As a young mother and still finishing college, I watched Anita Hill testify. For the first time it gave me an understanding of the uncomfortable things which happened on a school bus when I was a child. The first person I told said, “That could not have happened!” The second person I told said, “That is not possible!”

My stories are not unique.

Unfortunately, my stories are not unique, nor are the number of experiences I’ve had. As more and more people are coming forward with these stories it has become apparent many women (and men) have not only experienced unwanted sexual attention, but many experience it regularly. A whistle on the street. A boy snapping a girl’s bra at school. A rape. No matter the degree, it is harmful.

According to the Centers for Disease Control, National Intimate Partner and Sexual Violence Survey 2010 Summary Report, almost 1 in 2 women and more than 1 in 5 men experience some kind of sexual assault in their lifetime. This can be anything from rape to unwanted sexual contact. According to the National Sexual Violence Resource Center’s report on “False Reporting” in 2012 (a project supported by the U.S. Department of Justice), an estimated 63% of assaults are never reported and 2.1% of reports are false (similar to false reports of all felonies). It is extremely rare for people to lie about sexual assault—or other felonies. With #metoo allegations and senate confirmation hearings in the news frequently, millions of women and men are watching—wondering if they dare tell their story. Will they be believed? Most of them have told at some point and were not believed. It is becoming easier to tell as more people are being believed. Therefore, we should expect more stories will be told.

God believes you.

If you have been sexually assaulted in some way, know there are people who will believe you even when some do not. Above all God believes you.  He knows your pain intimately. He wants to comfort you, heal you, and set you free!

How do we respond to the hurting people within our circle? We have a responsibility to protect people who have experienced abuse in any form.  We may not always understand, but we have a responsibility to listen, to learn, to figure it out. And to believe them!

If your friend Jonathan told you, “Someone stole $300 from my wallet.”  Would you question him about if he was sure the money had ever existed?  If he just remembered wrong?  Would you ask him why he had the money in his wallet to begin with? Perhaps he just made it up the story for attention? Wanted retaliation? No, likely you would believe him.

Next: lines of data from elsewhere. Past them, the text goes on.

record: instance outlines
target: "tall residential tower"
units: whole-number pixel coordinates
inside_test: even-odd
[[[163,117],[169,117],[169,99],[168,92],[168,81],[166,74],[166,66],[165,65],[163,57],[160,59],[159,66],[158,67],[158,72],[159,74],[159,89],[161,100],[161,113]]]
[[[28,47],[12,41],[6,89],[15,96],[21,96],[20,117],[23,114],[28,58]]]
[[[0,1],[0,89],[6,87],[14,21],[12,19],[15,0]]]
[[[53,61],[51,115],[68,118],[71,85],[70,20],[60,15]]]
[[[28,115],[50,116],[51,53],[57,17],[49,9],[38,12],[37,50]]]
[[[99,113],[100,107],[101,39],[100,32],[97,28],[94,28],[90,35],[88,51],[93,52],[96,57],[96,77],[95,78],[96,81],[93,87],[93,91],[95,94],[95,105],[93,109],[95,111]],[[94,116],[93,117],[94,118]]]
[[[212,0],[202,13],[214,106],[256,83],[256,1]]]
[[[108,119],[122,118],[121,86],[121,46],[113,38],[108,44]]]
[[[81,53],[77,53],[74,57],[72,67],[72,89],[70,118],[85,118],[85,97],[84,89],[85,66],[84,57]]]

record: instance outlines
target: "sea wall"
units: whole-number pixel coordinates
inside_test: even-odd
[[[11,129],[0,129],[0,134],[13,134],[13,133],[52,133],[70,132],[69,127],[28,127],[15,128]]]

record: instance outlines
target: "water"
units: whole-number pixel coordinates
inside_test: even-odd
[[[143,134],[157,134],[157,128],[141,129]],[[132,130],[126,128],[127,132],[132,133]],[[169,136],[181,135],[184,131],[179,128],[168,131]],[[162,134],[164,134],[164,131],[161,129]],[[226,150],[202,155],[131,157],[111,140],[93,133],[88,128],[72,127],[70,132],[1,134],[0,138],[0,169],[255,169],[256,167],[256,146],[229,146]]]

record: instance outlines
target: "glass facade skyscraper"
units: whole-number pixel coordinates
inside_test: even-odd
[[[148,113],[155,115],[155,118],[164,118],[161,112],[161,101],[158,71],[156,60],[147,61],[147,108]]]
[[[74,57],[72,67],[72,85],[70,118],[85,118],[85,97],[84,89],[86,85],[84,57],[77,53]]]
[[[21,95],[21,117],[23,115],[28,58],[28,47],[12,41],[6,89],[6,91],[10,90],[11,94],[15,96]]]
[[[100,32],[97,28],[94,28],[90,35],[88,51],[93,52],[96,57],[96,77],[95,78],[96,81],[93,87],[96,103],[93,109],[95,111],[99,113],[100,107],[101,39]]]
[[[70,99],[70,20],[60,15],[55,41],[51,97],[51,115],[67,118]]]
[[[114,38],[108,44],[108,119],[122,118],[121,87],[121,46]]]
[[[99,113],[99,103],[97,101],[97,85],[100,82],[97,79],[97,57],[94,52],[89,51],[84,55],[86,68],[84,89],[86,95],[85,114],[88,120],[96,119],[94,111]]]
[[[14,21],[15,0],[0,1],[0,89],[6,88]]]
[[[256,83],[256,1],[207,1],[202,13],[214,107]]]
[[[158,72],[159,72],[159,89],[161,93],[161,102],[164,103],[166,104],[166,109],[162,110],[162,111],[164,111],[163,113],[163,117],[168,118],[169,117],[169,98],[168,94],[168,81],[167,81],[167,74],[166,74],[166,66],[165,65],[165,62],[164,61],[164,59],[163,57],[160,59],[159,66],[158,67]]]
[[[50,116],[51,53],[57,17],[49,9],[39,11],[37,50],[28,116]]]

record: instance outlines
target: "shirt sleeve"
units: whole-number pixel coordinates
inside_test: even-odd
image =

Why is sexual assault different?

Why is sexual assault different? I believe it is because we do not want to believe anyone could do something so terrible. Yet when we do not believe their truth, we victimize them again. This is not the Christian way. Let us not automatically assume there are ulterior motives. Let us listen, pray, and comfort.

While I do not feel I can remain silent, I do not have all the answers. What I do know is the Christian way is to “let us reason together” (Is. 1:18).  Let us gently and sincerely reason together. Let us not attack the person who has experienced victimization. Let us be like Jesus is with us—embracing, loving, understanding. Let us show God’s compassion.